AUC:area under the curve,最好的算法AUC应为1。
from sklearn.metrics import roc_auc_score
roc_auc_score(y_train_5, y_scores)
PR:真集规模小,或关心误认为真比误认为假更多。
ROC:真集规模大,或关心误认为假比误认为真更多
from sklearn.ensemble import RandomForestClassifier
forest_clf = RandomForestClassifier(random_state=42)
y_probas_forest = cross_val_predict(forest_clf, X_train, y_train_5, cv=3,
method="predict_proba")
y_scores_forest = y_probas_forest[:, 1] # score = proba of positive class
fpr_forest, tpr_forest, thresholds_forest = roc_curve(y_train_5,y_scores_forest)
plt.plot(fpr, tpr, "b:", label="SGD")
plot_roc_curve(fpr_forest, tpr_forest, "Random Forest")
plt.legend(loc="lower right")
plt.show()
roc_auc_score(y_train_5, y_scores_forest)
有些算法比如,Random Forest classifiers or naive Bayes classifiers可以直接处理多个类的分类问题。
有些只能处理二分类问题,Support Vector Machine classifiers or Linear classifiers。
one versus all,如需要分成10类,则给某个样例以10个类的打分,最高者为预测。
one versus one,n个类,则训练n*(n-1)/2的分类算法,以MNIST为例,训练45个分类器,看那个数值类获胜次数最多。
训练集大小和算法关系不大的情况下使用OVO,大部分二分分类算法用OvA。
用SGD训练一个多类分类算法。
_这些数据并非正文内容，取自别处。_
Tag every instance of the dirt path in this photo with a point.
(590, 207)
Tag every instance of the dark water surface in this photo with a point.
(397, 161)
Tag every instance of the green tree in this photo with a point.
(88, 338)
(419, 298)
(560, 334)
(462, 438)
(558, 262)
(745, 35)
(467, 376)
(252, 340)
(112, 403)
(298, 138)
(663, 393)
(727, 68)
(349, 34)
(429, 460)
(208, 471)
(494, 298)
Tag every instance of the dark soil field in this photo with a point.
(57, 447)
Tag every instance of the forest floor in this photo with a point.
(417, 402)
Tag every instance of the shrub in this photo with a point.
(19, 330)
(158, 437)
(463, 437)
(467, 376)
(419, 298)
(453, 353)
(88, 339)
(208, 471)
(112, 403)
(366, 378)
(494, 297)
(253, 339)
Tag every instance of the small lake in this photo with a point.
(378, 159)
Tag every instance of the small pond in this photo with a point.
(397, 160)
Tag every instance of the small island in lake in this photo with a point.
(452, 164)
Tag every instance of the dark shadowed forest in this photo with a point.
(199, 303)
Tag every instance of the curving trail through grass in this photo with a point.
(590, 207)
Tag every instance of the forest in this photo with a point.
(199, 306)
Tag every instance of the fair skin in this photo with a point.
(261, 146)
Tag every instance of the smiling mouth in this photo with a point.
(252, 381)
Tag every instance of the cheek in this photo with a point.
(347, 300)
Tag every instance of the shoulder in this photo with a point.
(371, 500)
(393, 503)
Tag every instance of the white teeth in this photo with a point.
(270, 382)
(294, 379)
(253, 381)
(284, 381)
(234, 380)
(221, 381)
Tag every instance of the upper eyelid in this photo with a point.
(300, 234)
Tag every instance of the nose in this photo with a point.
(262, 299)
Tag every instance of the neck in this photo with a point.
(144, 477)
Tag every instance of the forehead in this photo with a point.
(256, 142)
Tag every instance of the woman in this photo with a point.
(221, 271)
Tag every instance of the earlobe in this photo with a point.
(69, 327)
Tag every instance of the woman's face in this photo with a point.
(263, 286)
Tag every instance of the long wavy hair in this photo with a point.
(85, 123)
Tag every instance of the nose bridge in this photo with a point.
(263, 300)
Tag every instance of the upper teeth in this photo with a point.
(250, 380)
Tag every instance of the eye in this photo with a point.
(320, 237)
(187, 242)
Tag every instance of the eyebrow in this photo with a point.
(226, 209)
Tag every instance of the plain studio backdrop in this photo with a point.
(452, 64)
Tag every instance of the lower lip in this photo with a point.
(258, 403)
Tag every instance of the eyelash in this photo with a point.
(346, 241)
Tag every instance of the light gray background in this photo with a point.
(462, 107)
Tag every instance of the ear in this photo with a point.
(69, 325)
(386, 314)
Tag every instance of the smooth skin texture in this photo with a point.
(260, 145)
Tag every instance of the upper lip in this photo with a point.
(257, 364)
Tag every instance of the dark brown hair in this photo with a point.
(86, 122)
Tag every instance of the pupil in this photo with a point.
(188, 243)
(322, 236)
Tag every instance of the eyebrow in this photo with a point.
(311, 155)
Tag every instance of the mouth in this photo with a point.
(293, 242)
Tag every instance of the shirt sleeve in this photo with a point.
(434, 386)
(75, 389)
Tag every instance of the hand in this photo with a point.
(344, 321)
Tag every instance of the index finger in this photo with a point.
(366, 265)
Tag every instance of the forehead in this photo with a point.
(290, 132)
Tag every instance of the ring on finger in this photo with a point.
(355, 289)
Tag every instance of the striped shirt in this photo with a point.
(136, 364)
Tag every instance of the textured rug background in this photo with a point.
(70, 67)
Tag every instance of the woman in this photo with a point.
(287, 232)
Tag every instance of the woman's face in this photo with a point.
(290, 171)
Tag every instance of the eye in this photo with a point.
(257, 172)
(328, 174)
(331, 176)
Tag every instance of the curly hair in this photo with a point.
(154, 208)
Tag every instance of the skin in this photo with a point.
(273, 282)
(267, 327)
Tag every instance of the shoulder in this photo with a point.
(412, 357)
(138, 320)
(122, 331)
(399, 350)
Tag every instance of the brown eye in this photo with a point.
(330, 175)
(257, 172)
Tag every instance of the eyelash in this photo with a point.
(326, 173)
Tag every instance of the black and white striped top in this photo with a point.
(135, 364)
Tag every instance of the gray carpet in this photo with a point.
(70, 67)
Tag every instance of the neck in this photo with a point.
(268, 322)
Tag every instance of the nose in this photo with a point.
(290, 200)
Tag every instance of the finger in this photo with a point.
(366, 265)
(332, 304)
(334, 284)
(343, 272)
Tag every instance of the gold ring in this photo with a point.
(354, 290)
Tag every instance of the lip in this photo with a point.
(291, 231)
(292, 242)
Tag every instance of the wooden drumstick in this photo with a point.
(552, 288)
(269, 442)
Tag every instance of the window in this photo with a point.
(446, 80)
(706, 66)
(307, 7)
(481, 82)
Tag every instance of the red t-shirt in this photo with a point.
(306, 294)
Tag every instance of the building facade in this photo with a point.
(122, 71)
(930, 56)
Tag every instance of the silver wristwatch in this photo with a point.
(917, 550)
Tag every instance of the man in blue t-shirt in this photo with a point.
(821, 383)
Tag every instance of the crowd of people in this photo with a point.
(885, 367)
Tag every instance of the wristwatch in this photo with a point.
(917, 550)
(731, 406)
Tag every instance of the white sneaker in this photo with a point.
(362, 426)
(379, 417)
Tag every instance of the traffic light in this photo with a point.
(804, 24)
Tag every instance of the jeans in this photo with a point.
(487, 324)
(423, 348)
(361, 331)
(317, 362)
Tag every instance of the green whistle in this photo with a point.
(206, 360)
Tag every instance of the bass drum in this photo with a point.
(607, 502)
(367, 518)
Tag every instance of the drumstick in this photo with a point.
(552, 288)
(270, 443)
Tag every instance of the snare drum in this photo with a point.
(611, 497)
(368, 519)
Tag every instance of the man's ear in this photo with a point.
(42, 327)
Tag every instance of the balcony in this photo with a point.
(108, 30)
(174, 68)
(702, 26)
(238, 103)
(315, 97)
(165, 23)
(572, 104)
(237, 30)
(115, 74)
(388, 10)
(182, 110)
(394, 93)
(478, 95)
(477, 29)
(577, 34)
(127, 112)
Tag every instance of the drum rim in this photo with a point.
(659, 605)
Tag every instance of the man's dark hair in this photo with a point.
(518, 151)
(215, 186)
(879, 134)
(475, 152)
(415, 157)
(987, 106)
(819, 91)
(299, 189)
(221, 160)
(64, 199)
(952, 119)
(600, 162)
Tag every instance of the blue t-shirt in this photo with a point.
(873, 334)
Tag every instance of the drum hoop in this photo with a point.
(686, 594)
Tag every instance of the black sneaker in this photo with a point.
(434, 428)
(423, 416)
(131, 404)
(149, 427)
当Scikit-learn检测到你用一个二分类算法去训练多分类任务,则会自动使用OvA策略,除了SVM分类算法是用OvO策略的。
sgd_clf.fit(X_train, y_train) # y_train, not y_train_5
sgd_clf.predict([some_digit])
some_digit_scores = sgd_clf.decision_function([some_digit])
print(some_digit_scores)
print(sgd_clf.classes_)
print(np.argmax(some_digit_scores))
cross_val_score(sgd_clf, X_train, y_train, cv=3, scoring="accuracy")
制定使用ova或者ovo。OneVsOneClassifier or OneVsRestClassifier
from sklearn.multiclass import OneVsOneClassifier
ovo_clf = OneVsOneClassifier(SGDClassifier(random_state=42))
ovo_clf.fit(X_train, y_train)
print(ovo_clf.predict([some_digit]))
print(len(ovo_clf.estimators_))
比如随机森林算法,本身就能分成多个类,所以不用ova和ovo策略。
forest_clf.fit(X_train, y_train)
print(forest_clf.predict([some_digit]))
print(forest_clf.predict_proba([some_digit]))
y_train_pred = cross_val_predict(sgd_clf, X_train_scaled, y_train, cv=3)
conf_mx = confusion_matrix(y_train, y_train_pred)
conf_mx
plt.matshow(conf_mx, cmap=plt.cm.gray)
plt.show()
移除真确的,只聚焦错误。
row_sums = conf_mx.sum(axis=1, keepdims=True)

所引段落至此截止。